The pen lines are rather coarse and messy, and the style does not convincingly reflect an original by Rembrandt: the crosshatching on the man’s upper left leg would be especially unusual for him. Moreover, the traces of black chalk under the pen sketch indicate that this is a copy, presumably made by a Rembrandt pupil or follower after one or more untraced originals by him or another school member. In the past, the present drawing has been attributed to Rembrandt’s pupils Ferdinand Bol (1616-1680) and Gerbrand van den Eeckhout (1621-1674) (see Provenance).

Similar types appear in Rembrandt’s etchings, for instance, the laughing boy in the Pancake Woman of 1635 (e.g. inv. no. RP-P-1961-1056).3B. 124; New Hollstein: Rembrandt, no. 144. Both the subject and the style of the sketch closely resemble a Rembrandt drawing with three sketches of soldiers and women making love, on the verso of a double-sided sheet in the Kupferstichkabinett, Berlin (KdZ 2312).4Benesch, no. 100 verso; H. Bevers, Rembrandt: Die Zeichnungen im Berliner Kupferstichkabinett, kritischer Katalog, coll. cat.

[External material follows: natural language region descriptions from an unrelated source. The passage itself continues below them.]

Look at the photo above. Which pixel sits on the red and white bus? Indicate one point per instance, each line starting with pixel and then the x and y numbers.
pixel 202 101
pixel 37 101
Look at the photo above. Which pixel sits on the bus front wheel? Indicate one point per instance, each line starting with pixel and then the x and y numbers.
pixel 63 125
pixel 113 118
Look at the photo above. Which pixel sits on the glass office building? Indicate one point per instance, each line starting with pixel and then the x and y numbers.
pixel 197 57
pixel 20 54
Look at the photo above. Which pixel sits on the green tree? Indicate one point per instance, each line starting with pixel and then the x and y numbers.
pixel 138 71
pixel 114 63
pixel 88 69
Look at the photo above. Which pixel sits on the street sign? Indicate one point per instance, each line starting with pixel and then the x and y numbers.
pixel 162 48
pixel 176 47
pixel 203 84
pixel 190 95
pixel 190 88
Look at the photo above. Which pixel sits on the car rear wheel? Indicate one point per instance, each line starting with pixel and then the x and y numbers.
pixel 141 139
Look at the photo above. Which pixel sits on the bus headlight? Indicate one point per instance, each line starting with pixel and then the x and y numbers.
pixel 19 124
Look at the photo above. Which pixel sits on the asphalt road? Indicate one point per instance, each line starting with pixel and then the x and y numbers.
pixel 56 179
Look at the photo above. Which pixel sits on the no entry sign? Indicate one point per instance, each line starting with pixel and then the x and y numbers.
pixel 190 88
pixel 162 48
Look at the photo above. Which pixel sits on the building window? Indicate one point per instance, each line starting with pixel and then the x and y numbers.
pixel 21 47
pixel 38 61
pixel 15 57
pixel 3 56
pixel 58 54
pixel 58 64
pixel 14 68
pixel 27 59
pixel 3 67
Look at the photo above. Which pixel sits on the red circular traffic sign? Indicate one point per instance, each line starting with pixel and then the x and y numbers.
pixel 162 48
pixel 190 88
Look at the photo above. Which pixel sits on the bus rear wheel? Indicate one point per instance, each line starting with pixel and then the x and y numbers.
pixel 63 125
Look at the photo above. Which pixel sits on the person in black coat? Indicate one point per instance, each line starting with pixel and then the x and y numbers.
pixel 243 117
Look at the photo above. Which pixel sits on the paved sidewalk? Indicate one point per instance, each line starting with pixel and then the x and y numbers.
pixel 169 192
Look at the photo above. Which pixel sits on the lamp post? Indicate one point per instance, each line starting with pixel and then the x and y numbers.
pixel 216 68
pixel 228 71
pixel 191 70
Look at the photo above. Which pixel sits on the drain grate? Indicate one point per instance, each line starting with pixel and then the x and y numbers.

Berlin 2006, no. 9. There the man sports a feathered cap, as in the museum’s drawing, but he also wears a sword. This is the way in which the Prodigal Son was usually depicted when accompanied by women of easy virtue. The Amsterdam sketch also has symbolic erotic significance, which can be seen in the open lid of the jug.5E. de Jongh, ‘Erotica in vogelperspecticf’, Simiolus 3 (1968-69), pp. 22-74. The Berlin drawing is generally dated to the mid-1630s, as are the etching of the Pancake Woman and the museum’s sketch. Although an attribution of the original prototype to Van den Eeckhout cannot completely be excluded, there are insufficient similarities to his drawings to support this claim. This is also true for Bol.

Peter Schatborn, 2018


Literature

M.D. Henkel, Catalogus van de Nederlandsche teekeningen in het Rijksmuseum te Amsterdam, I: Teekeningen van Rembrandt en zijn school, coll. cat. Amsterdam 1942, no. 3 (as Gerbrand van den Eeckhout); P. Schatborn, Catalogus van de Nederlandse tekeningen in het Rijksprentenkabinet, Rijksmuseum, Amsterdam, IV: Tekeningen van Rembrandt, zijn onbekende leerlingen en navolgers/Drawings by Rembrandt, his Anonymous Pupils and Followers, coll. cat. Amsterdam 1985, no. 94


Citation

P. Schatborn, 2018, 'anonymous, Merry Couple, c. 1635', in J. Turner (ed.), Drawings by Rembrandt and his School in the Rijksmuseum, online coll. cat. Amsterdam: https://data.rijksmuseum.nl/200118046

(accessed 6 December 2025 14:20:35).

Footnotes

  • 1Copy RMA.
  • 2Copy RKD.
  • 3B. 124; New Hollstein: Rembrandt, no. 144.
  • 4Benesch, no. 100 verso; H. Bevers, Rembrandt: Die Zeichnungen im Berliner Kupferstichkabinett, kritischer Katalog, coll. cat. Berlin 2006, no. 9.
  • 5E. de Jongh, ‘Erotica in vogelperspecticf’, Simiolus 3 (1968-69), pp. 22-74.